Why did you write it as a matrix? That is a perfectly good method but the fact that you mention "matrices" makes me think you must know something about them!

You have \(\displaystyle \begin{bmatrix}14 & 20 & 24 \\ 20 & 15 & 19 \\ 30 & 5 & 13\end{bmatrix}\begin{bmatrix}x \\ y \\ z\end{bmatrix}= \begin{bmatrix}20 \\ 20 \\ 20\end{bmatrix}\)
Writing it like that, the obvious thing to do is to find the inverse matrix of the coefficient matrix, then multiply both sides by that. That is, you solve Ax= b by multiplying both sides by \(\displaystyle A^{-1}\): \(\displaystyle A^{-1}Ax= x= A^{-1}x\),

Another way to solve a systme of equations like that is to write the "augmented matrix":
\(\displaystyle \begin{bmatrix}14 & 20 & 24 & 20\\ 20 & 15 & 19 & 20 \\ 30 & 5 & 13 & 20 \end{bmatrix}\)
and "row reduce" so that the first three columns are \(\displaystyle \begin{bmatrix} 1 & 0 & 0 \\ 0 & 1 & 0 \\ 0 & 0 & 1\end{bmatrix}\) and the last column will give x, y, and z.

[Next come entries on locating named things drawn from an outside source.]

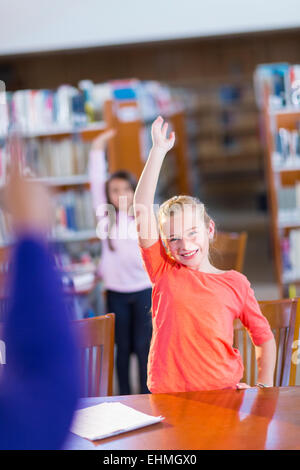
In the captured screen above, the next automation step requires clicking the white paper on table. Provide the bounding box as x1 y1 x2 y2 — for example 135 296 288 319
71 402 164 441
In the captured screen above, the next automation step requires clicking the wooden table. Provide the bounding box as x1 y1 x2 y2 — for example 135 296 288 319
65 387 300 450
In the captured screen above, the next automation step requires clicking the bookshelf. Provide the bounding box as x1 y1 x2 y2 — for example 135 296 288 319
255 64 300 297
0 80 189 250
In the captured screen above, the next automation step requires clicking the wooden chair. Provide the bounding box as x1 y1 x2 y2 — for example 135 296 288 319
73 313 115 397
234 299 298 387
0 247 11 322
211 232 247 272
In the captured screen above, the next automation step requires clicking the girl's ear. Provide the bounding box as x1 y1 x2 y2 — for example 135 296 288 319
208 220 215 240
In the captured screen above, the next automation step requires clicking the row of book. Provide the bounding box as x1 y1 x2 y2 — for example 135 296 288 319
25 139 90 178
274 128 300 167
53 189 96 237
0 190 96 246
0 135 91 181
281 230 300 280
254 63 300 109
0 80 175 137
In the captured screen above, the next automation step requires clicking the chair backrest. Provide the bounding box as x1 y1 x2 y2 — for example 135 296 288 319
233 299 298 387
73 313 115 397
211 232 247 272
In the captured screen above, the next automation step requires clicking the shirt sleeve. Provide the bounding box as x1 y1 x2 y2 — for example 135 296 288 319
240 280 274 346
88 150 107 211
140 238 176 284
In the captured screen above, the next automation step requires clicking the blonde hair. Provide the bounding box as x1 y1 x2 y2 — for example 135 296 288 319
158 195 212 255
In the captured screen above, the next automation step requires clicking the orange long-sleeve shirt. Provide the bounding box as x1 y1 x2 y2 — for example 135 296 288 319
141 240 273 393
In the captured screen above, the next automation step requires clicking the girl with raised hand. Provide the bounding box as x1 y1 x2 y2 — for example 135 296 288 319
134 117 276 393
89 129 152 395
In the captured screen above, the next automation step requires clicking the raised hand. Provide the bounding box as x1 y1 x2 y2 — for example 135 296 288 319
151 116 175 153
92 129 116 150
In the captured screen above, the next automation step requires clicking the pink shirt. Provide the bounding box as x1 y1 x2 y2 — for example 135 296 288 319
89 150 151 293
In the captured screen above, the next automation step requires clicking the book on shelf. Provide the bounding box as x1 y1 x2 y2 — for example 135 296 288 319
54 190 96 236
281 229 300 282
6 81 109 136
254 62 300 110
26 136 90 178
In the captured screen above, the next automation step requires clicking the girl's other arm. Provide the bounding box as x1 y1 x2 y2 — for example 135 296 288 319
255 338 276 387
134 116 175 248
237 338 276 390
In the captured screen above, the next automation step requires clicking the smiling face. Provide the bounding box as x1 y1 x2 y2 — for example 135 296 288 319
108 178 134 211
162 204 214 270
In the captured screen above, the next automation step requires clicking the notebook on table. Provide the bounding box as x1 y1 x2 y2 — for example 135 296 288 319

But I will admit that I, personally would not use "matrices" at all. From the equation \(\displaystyle 14x+ 20y+ 24z= 20\) we can divide by 2 to get \(\displaystyle 7x+ 10y+ 12z= 10\). The second equation is \(\displaystyle 20x+ 15y+ 19z= 20\). If we multiply that equation by 2, the first equation by 3, and subtract the second from the first, we get \(\displaystyle (40x+ 30y+38z)- (21x+ 30y+ 36z)= 60-20\) or \(\displaystyle 19x+ 2z= 40\), eliminating y. The subtract \(\displaystyle 7x+ 10y+ 12x= 10\) from, say, twice the third equation, \(\displaystyle 60x+ 10y+ 26z= 40\), to get \(\displaystyle 53x+ 14z= 30\). Now we have two equations in two unknowns. Manipulate those equations to eliminate one of those.